The question of James Bond’s stance on Scottish independence is one that has never fully – or even partially – been answered. In fact it has never really been asked.

The answer probably hinges on whether the James Bond in question is played by Sean Connery.

But questions over a fictional spy’s political views have arisen following claims that the secret service is playing a role in the independence debate.

Jim Sillars recently wrote a letter to ‘the so-called cyber nats’ on the 10.01pm blog. He said: “Are you unaware of the role agent provocateurs, special branch and MI5 have played in undermining us? Don’t you know that after the war, a young student nationalist tried to burn down St. Andrew’s House, was arrested on the spot, and the next time he saw the man who had handed him the paraffin, was when he was in the dock as a constable from special branch?”

“Are you so naive, that you never think that perhaps MI5 and special branch are taking a role in this campaign? As their function is protection of the British State, they would not be doing their jobs if they were not.”

SNP MSP Christina McKelvie then followed, writing in the Hamilton Advertiser about reactions to the online abuse sent to JK Rowling.

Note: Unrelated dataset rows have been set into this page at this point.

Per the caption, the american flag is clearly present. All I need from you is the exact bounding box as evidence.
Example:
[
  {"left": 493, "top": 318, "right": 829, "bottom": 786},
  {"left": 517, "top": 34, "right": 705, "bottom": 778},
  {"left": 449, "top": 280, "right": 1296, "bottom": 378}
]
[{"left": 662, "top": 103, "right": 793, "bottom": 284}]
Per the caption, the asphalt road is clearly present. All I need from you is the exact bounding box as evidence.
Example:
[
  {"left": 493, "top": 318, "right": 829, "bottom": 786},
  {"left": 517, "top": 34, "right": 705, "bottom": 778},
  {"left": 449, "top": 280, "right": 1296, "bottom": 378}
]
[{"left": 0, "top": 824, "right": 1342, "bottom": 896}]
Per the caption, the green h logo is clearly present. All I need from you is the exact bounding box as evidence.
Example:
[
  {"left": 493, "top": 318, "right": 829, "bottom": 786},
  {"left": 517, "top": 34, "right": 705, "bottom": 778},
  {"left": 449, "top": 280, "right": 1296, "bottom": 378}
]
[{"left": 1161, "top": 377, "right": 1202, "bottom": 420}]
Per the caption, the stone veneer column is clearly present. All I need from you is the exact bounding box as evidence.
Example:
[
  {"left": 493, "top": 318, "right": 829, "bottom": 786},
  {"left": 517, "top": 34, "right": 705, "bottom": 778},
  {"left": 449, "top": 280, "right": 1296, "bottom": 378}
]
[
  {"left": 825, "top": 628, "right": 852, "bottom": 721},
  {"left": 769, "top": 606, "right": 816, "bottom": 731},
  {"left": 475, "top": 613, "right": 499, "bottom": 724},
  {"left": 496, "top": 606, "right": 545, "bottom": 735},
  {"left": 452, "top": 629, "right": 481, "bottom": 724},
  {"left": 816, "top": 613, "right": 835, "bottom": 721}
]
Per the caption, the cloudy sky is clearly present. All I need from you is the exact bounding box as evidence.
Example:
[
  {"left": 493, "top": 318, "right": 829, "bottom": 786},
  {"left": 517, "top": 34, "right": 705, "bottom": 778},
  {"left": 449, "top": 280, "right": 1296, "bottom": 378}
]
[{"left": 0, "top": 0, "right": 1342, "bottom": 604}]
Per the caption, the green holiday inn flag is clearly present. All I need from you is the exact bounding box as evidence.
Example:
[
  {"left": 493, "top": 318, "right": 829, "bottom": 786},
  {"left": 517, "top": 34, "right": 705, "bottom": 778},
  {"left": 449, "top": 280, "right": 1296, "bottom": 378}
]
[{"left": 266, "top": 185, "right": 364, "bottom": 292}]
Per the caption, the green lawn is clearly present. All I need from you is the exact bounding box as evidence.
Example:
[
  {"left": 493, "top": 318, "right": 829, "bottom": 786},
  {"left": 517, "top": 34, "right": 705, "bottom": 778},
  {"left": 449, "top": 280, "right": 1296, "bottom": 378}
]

“The attacks on JK Rowling for her donation to Better Together were down to a very few people whose accounts no one could trace back to having anything to do with the Yes campaign. Whoever made them – there are interesting conspiracy theorists who think it might all have been down to secret service plants – should be totally condemned.”

Both of these comments were pretty widely mocked – though many nationalists will question why.

The intelligence wing of the British police have been repeatedly caught infiltrating environmental campaign groups – even fathering children with protesters. These activists clearly posed no threat to the British state, but the police did it anyway.

Unlike environmental protesters, Scottish independence does pose a threat to the state – in fact it would break it apart – and nationalists like Sillars will insist that is something that the Secret Service will try to stop.

The counter to this argument is fairly obvious – the secret service is on the side of Scots as much as the rest of the UK and if Scotland wants independence then the Secret service would respect that. It is, we are told, there to serve.

But this point – relying on the impartiality of the state – is weakened by interventions like those of the Permanent Secretary to the Treasury, Sir Nicholas Macpherson, who was labelled a unionist campaigner by the Yes camp after releasing a private briefing against a shared pound to the press. He later defended the decision to Westminster’s Scottish Affairs Committee, describing it as “vital to the national interest.”

Meanwhile repeated allegations that the British state was complicit in the extradition and torture of terror suspects paint a picture of an organisation with a confused attitude towards the rule of law or democracy.

Now that does not mean that the Secret Service is posing as abusive Yes supporters on the internet to undermine the campaign.

In none of the Bond films does he sabotage a political campaign by drinking too many vodka martinis and sending barely literate tweets to the author of children’s books.

But from Robertson’s apocalyptic warnings of cataclysm, to nationalist protests outside the BBC, the referendum debate is one increasingly characterised by paranoia, and it is not enough for Number 10 to dismiss the claims as “preposterous and extraordinary”.

It is not likely that any answers will be given on MI5’s stance in the referendum debate, but that does not mean the question is a stupid one and laughing it off will only drive Yes paranoia further.